The variables included antibiotic cost before VRE infection, VRE treatment, and when the antibiotic treatment for VRE started (VRE treatment refers to the use of quinupristin-dalfopristin, linezolid, daptomycin, and tigecycline;
and when the antibiotic treatment for VRE started is the timeframe between testing of VRE infection and the administration of antibiotic, which are within 24 hours after bacterial culture, between 24 to 48 hours after bacterial culture, and over 72 hours after bacterial culture, and no treatment).
3.4 Prognostic factors
The survival times of each individual case of the two groups were analyzed using the Kaplan-Meier test.
3.5 Definitions of the variables of each category
The invasive VRE infection cases were defined as the individual cases where the VRE bacterial strains were detected in blood, ascetic fluid, intra-abdominal abscess, pleural fluid, and joint fluid.
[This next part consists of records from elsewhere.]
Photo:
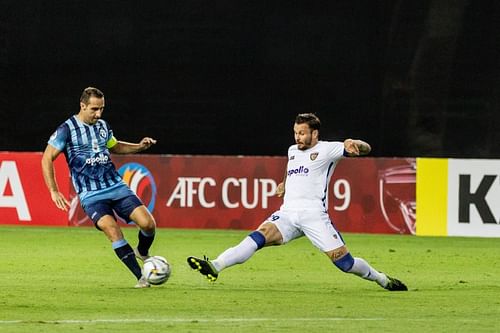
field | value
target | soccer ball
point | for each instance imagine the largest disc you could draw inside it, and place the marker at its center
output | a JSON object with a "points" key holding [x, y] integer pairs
{"points": [[156, 270]]}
Poor renal function was defined as creatinine clearance <60 mL/min; and poor liver function was defined when at least two of the following items were met: bilirubin concentration was >2.5 mg/dL; the aspartate aminotransferase (AST) or alanine aminotransferase (ALT) exceeded more than two times the normal value; and liver disease was diagnosed. Leucopenia was defined as white blood cell count being <500/mm3.
To determine VRE, BD Phoenix Automated Microbiology System was used to test Enterococcus strains for Vancomycin minimum inhibitory concentration (MIC). VRE was confirmed when MIC result was >32 ug/Ml.
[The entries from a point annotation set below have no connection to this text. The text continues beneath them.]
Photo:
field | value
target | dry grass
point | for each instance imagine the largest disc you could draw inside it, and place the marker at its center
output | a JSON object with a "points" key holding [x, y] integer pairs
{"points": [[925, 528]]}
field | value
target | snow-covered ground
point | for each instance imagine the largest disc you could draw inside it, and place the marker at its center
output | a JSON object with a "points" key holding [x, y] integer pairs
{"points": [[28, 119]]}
The antibiotic treatment costs were calculated as follows: the types, dosages, frequencies and usage days of all antibiotics used; the types, dosages, and usage days of the antibiotics used before and after the infection, respectively, by taking the infection days as the tangent points; and then calculate the costs of antibiotics. The usage cost data of each antibiotic was collected by taking the unit price of each antibiotic, as stipulated by the National Health Insurance Administration in 2013,
National Health Insurance Administration Ministry of Health and Welfare: National health insurance drug price adjustment paid job.http://www.nhi.gov.tw.Accessed2013/06/01.
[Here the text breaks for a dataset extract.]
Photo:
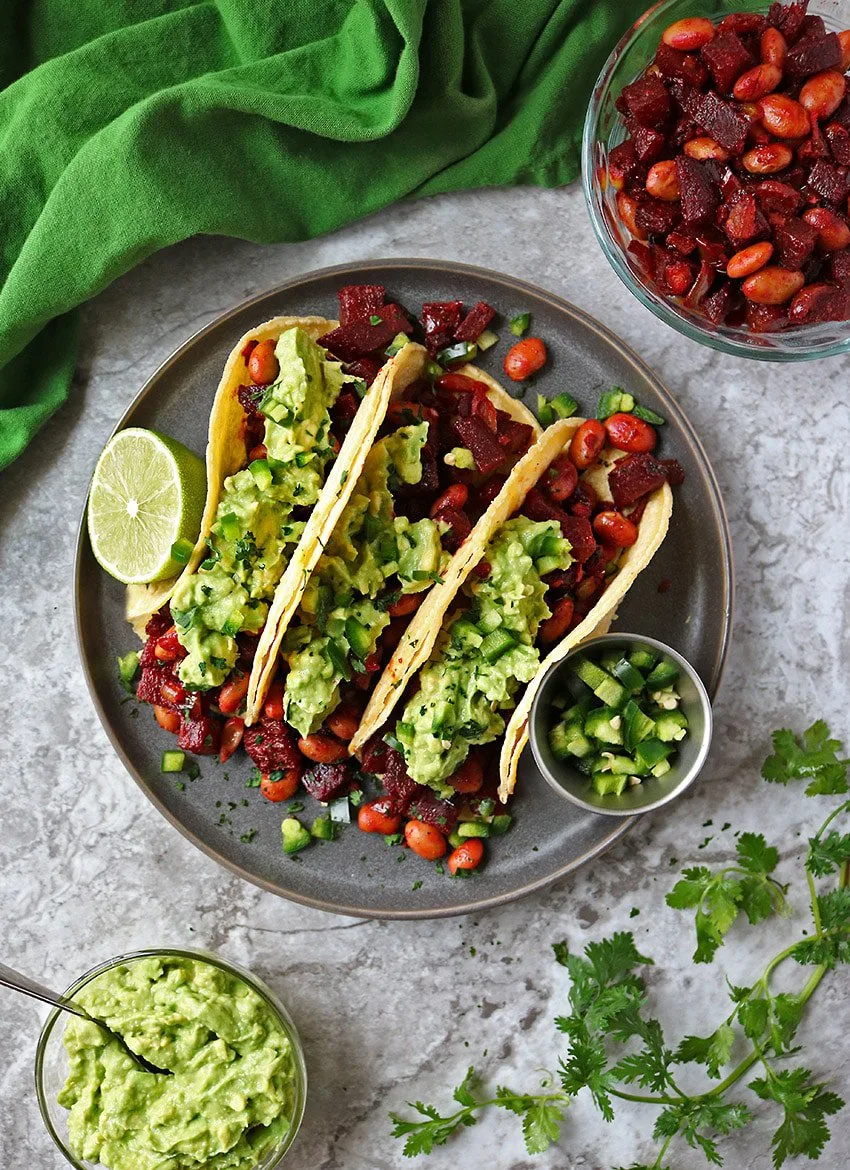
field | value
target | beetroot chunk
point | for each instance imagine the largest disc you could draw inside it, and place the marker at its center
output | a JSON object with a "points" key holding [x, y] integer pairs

as the standard in order to add up the total usage costs of each antibiotic, in order to reduce the cost differences caused by currency inflation and medicine cost fluctuations.
Cases of healthcare-associated infections (HAIs) were determined based on the 2009 revision of HAI Surveillance Definition of Taiwan Center for Diseases Control (CDC).
4. Results
There were a total of 50 invasive VRE infection cases during 2007-2012. Excluding the two cases where the age was under 18 years old (0 and 2 years old, respectively), the study team collected 48 cases for study. The control group collection was made according to the designed study method of 1:3, with 144 cases selected as the control group. However, two cases were not incorporated, as the related data of the two patients’ medical records could not be retrieved in time. In the end, 48 invasive VRE infection cases and 142 invasive VSE infection cases were collected for analysis.
There were 31 males (accounting for 64.6% of the gender ratio) and 17 females (35.4%) in the invasive VRE infection cases; and 87 males (61.3%) and 55 females (38.7%) in the control group, which shows no statistically significant difference (p = 0.682) in gender between the two groups. Regarding the average age, that of the case group was 60.5 ± 18.2 (median: 59.5), and that of the control group was 65.7 ± 15 (median: 67), which shows no statistically significant difference (p = 0.078), although the age of the VSE group was older according to the age medians of the two groups.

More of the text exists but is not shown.